Your very nice for taking in her and finding her a home. Feel bad for the poor girl sounds like that guy was in over his head. Hopefully he doesnt go out and replace her. Wish I was closer as I may know someone who could take her..but I would rather you try to find someone closer..less traumatic for her. Sounds like a bit of submissive urination going on...again thanks for helping her!


----------



## ashleylp (Jul 23, 2011)

Thanks! I'll let you know if I don't find someone in the area  I think she will really thrive with the right family.


----------



## ashleylp (Jul 23, 2011)

Bumping up...

Sent from Petguide.com Free App


----------



## MercyMom (Dec 19, 2011)

I wish you the best of luck in finding this dear pup a home.


----------



## cgriffin (Nov 30, 2011)

How is she with potty training at your house now? I bet a lot better with the right care.


----------



## mylissyk (Feb 25, 2007)

You might try contacting rescue groups and see if they would let you foster her but adopt her out through their group, just because they have applications from people with GSD experience.


----------



## ashleylp (Jul 23, 2011)

She is doing so much better than she was... it is really fun to watch her grow and become more and more confident. The first day or two that I had her she peed and cowered every time I walked near her. I would have to open the back door and walk into the yard to get her to go outside, she didn't want to walk past me. She didn't want to come inside the house after going out. The other dogs would approach her but she wouldn't play, would just kind of cower and lay down, submissively.

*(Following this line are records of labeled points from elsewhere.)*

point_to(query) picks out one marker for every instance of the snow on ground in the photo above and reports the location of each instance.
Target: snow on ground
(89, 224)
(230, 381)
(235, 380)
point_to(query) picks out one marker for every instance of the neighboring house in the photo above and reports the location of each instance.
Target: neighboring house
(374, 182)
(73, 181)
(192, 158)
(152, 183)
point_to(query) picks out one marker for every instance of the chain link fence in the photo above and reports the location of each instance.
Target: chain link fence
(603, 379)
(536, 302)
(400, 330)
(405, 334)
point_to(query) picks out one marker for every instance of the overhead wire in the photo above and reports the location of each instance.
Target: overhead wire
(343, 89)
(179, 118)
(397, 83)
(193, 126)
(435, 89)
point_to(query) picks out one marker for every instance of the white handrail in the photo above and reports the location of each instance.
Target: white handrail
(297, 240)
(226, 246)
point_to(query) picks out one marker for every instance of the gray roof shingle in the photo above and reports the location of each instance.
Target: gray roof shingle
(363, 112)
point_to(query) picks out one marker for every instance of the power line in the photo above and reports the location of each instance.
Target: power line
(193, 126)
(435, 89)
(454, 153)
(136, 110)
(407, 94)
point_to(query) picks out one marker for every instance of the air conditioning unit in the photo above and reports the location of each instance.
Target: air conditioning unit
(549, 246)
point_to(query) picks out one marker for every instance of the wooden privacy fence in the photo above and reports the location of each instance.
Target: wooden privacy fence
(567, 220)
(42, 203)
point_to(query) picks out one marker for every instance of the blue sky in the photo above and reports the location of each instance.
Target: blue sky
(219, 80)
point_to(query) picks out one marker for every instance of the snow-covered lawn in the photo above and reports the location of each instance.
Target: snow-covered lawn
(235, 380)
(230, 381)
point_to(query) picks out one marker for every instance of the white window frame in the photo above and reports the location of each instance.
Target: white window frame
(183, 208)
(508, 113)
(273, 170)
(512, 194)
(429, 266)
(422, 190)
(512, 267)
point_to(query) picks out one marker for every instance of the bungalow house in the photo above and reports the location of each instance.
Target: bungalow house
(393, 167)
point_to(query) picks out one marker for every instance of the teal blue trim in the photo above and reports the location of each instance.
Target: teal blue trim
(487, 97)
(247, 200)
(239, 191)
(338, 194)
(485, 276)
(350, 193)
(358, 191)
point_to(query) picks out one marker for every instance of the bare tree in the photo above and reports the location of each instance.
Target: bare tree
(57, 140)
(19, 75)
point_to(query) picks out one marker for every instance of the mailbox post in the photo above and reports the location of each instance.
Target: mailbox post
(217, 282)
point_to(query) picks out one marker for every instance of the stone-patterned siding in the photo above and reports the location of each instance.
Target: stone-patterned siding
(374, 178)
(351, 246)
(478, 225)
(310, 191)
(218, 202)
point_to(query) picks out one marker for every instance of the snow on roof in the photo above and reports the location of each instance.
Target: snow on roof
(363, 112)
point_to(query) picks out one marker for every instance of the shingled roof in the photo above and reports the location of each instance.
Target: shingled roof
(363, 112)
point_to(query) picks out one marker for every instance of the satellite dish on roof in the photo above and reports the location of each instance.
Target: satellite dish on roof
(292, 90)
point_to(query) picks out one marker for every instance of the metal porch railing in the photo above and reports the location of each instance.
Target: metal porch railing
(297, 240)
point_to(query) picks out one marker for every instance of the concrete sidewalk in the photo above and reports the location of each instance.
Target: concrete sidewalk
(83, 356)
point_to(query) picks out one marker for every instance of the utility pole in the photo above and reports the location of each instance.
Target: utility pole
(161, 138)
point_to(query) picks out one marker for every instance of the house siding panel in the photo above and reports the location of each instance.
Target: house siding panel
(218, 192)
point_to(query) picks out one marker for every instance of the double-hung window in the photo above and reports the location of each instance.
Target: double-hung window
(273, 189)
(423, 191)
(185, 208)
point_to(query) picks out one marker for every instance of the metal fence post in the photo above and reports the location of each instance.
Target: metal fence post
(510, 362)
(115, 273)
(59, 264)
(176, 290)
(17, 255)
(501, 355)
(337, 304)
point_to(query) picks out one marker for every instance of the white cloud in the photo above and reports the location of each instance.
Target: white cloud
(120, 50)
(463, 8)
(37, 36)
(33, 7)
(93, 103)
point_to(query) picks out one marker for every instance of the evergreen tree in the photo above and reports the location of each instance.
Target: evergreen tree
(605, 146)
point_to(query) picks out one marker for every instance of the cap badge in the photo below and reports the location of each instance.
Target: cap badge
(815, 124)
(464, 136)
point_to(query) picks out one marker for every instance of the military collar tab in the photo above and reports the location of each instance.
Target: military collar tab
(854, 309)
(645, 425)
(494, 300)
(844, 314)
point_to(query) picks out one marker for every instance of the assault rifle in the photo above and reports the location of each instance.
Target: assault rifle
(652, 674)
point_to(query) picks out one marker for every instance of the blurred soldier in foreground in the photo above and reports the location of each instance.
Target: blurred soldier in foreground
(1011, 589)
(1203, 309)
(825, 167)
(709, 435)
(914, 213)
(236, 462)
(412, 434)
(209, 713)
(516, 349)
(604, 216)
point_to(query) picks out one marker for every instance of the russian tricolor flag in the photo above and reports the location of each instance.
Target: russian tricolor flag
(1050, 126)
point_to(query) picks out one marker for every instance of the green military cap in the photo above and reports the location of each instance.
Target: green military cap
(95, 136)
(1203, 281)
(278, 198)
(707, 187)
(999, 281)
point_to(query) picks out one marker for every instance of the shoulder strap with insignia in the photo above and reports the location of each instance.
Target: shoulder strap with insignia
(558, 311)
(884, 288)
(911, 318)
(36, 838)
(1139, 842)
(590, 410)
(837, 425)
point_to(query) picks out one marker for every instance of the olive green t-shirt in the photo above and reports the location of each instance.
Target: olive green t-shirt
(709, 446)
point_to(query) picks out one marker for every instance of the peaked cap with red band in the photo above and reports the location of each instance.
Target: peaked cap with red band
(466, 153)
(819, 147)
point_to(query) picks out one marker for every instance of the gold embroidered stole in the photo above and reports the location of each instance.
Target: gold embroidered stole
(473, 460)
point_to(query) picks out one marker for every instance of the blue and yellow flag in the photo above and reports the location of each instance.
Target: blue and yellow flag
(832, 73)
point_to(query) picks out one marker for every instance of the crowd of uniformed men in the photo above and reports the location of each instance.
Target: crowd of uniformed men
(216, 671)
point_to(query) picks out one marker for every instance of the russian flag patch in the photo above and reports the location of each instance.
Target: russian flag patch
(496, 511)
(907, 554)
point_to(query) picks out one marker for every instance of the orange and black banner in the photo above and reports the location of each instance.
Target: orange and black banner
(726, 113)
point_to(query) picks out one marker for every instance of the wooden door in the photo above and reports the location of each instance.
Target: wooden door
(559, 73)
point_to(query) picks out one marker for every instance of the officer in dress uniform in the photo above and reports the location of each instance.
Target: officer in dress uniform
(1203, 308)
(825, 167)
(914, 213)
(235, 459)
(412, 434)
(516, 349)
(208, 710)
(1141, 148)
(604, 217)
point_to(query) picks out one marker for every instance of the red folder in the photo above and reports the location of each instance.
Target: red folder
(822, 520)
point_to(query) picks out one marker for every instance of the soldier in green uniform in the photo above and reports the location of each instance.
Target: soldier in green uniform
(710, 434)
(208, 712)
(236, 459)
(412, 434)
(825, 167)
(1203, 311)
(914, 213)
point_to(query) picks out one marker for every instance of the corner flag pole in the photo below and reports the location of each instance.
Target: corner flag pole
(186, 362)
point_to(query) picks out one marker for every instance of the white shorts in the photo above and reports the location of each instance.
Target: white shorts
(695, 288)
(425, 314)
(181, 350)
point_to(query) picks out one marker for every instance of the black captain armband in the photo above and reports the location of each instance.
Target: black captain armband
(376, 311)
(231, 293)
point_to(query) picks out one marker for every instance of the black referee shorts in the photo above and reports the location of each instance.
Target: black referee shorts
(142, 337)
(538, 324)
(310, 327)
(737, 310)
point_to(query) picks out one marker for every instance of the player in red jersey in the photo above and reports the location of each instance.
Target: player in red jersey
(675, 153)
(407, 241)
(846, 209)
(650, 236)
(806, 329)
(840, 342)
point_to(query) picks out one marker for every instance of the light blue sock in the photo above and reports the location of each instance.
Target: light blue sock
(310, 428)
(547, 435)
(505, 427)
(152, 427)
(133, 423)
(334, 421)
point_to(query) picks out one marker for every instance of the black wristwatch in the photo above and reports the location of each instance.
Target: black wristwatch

She is coming out of her shell and is very shepherd-y. Her and Caira run laps in the yard together and I am very excited to say that she actually wrestled with Remy and Caira tonight. She is kenneled when we can't keep an eye on her or when we are gone and at night, and she does well to bark and let us know she needs to go out. So far we haven't had ANY accidents... hmmmm... 

Tonight we worked on sit, down, and place. I wanted to brush her so I grabbed her collar to hold her still... big mistake. She cowered and bolted, I had to coerce her back to me. We worked a lot on me touching her collar while giving treats, loving on her around her neck, etc. She will give me kisses now, she wouldn't before.

I have no doubt that with the right family she will be wonderful. We have a friend who is very interested in her as a companion for their other, very confident dog. I think it would be a good fit for her. I haven't been putting a lot of effort into marketing her because I'd like for her to get more confident and get some training before I send her on her way. Caira, who is very alpha bitch, is a good leader for her and does a good job at teaching her boundaries. Now that she is wrestling Caira keeps her from overdoing it. Caira also places herself between me and Sheeba when she jumps on me, and corrects her. Remy is a good match for her as well... she took to him much quicker than she did to Caira. He is laid back and lets most anything happen to him, so she felt more confident trying to play with him than with Caira in the beginning. We have a little dog in boarding that Sheeba seems to really like as well, but she can get a little rough without meaning to.

She is a great dog but it isn't the right time to add another canine member to our family. We have discussed and human babies are the next step... then when we get past the terrible toddler years we will consider getting another puppy. In the meantime we will keep fostering and helping when we can.


----------



## CAROLINA MOM (May 12, 2009)

She's a beautiful GSD pup.


Have you thought of maybe getting her matched up with a Vet that is in need of a Service Dog?

Best of luck finding her a home.


----------